В последний раз свою трехбуквенную подпись Владимир вывел под портретом матери. На картине молодая женщина (Осташов рисовал ее по старой фотографии) была в светлом платье, с распущенными, ниспадающими на плечи и спину темными волосами; она сидела на мотоцикле, опираясь ногой о землю, одной рукой держалась за рукоятку руля (пальцы – на рычаге газа), а другой сжимала ключ, вставленный в скважину зажигания. Казалось, еще миг – и она заведет двигатель и укатит по проселочной дороге туда, куда был устремлен ее задорный взгляд – в солнечные да веселые просторы.
Картина далась легко, и вначале Осташову понравилась. Но очень скоро он вдруг взглянул на нее по-новому и чуть не выбросил.
С тех-то пор Владимир и разуверился в своих способностях и впал, как лягушка по осени, в творческий анабиоз.
Однако следует пояснить, что перед этим Осташов испытал еще одно серьезное разочарование. Неожиданно для себя он пришел к удручающему выводу: живопись в России никому не нужна.
В этом скорбном мнении Осташов утвердился эмпирическим путем, когда пытался торговать своими картинами на рынке «Вернисаж», в Измайлово. Зимой он арендовал там стол с навесом и в течение месяца простоял в ряду между ядреной бабищей, продававшей матрешек, и хмурым типом, прилавок которого был завален военной амуницией советского образца.
Вообще-то, ярмарка не специализировалась на картинах как таковых. В основном здесь продавали другое: сарафаны, пуховые платки, деревянные пасхальные яйца, новодельные под старину и восстановленные старые иконы, игрушки, патефоны, коромысла – словом, все, чем русская народная традиция, а также давнишняя советская и даже дореволюционная промышленность могли украсить быт; расчет в основном делался на туристов.
Что же до художников, то их жиденькая стайка кучковалась со своими произведениями в дальних рядах, куда не всякий покупатель забредал. Но Владимиру от дома до «Вернисажа» было рукой подать, и это обстоятельство стало решающим: вставать ни свет, ни заря, чтобы ездить куда-то дальше, было выше его сил.

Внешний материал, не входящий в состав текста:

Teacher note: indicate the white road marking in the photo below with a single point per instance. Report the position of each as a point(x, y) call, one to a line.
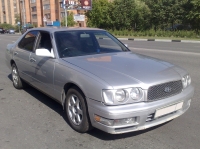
point(166, 51)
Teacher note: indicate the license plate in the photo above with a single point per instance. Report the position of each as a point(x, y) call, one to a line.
point(169, 109)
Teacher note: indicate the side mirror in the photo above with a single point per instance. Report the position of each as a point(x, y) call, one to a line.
point(44, 53)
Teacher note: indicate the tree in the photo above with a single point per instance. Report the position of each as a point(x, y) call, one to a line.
point(17, 18)
point(99, 16)
point(70, 20)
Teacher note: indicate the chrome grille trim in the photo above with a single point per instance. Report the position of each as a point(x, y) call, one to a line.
point(158, 92)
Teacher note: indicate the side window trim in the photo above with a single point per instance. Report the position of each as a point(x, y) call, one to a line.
point(39, 37)
point(24, 38)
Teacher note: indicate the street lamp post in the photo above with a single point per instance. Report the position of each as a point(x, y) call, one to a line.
point(24, 16)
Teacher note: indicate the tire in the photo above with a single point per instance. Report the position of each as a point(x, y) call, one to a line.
point(76, 111)
point(17, 82)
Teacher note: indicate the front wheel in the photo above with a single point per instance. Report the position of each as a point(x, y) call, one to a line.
point(76, 111)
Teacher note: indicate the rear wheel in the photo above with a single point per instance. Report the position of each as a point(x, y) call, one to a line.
point(76, 111)
point(17, 82)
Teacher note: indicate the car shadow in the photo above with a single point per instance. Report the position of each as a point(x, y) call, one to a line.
point(46, 100)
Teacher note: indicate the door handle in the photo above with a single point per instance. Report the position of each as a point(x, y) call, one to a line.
point(15, 53)
point(32, 60)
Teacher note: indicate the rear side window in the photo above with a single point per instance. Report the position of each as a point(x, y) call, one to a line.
point(27, 43)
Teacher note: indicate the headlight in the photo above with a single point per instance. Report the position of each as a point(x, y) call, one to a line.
point(186, 81)
point(121, 96)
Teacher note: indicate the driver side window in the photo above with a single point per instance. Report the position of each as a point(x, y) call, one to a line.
point(44, 41)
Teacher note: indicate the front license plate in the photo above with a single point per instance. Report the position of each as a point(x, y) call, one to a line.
point(169, 109)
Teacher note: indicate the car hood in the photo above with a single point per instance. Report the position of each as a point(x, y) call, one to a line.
point(126, 69)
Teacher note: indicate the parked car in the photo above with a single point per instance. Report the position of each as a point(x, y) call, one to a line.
point(178, 27)
point(2, 31)
point(98, 81)
point(11, 31)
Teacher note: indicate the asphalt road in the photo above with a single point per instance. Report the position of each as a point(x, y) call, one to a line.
point(31, 120)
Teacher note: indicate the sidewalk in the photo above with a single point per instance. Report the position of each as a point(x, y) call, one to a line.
point(160, 40)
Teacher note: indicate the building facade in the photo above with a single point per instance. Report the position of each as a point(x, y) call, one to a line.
point(8, 11)
point(37, 12)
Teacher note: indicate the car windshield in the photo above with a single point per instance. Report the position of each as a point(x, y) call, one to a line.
point(81, 43)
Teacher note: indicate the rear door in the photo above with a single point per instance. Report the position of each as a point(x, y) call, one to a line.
point(22, 55)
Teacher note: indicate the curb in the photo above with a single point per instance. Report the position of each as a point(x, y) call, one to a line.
point(160, 40)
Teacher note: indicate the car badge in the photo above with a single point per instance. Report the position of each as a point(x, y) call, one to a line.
point(168, 89)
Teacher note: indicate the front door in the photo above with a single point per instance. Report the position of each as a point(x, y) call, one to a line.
point(43, 67)
point(22, 55)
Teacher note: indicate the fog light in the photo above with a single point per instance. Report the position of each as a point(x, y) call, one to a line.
point(104, 121)
point(125, 121)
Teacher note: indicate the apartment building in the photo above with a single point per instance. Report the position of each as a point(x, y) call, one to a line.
point(37, 12)
point(8, 10)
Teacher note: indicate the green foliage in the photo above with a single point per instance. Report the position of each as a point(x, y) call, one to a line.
point(149, 17)
point(153, 33)
point(7, 26)
point(70, 20)
point(17, 18)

К собратьям по искусству на рынке Осташов не примкнул. Место, которое он выбрал, на языке торговцев называлось проходным, то есть располагалось недалеко от входа и считалось выгодным. Правда, за такой прилавок и платить надо было вдвое больше, чем за столик на отшибе. Но Владимир, уверенный, что его картины расхватают быстро, без сомнений выложил сорок тысяч рублей. Хотя при этом в администрации рынка он долго спорил с управляющим, настаивая на том, чтобы арендовать торговое место только на неделю, ну в крайнем случае – на две.
– Почему я должен платить за целый месяц? – кипятился Осташов. – Я продам свои картины – и всё.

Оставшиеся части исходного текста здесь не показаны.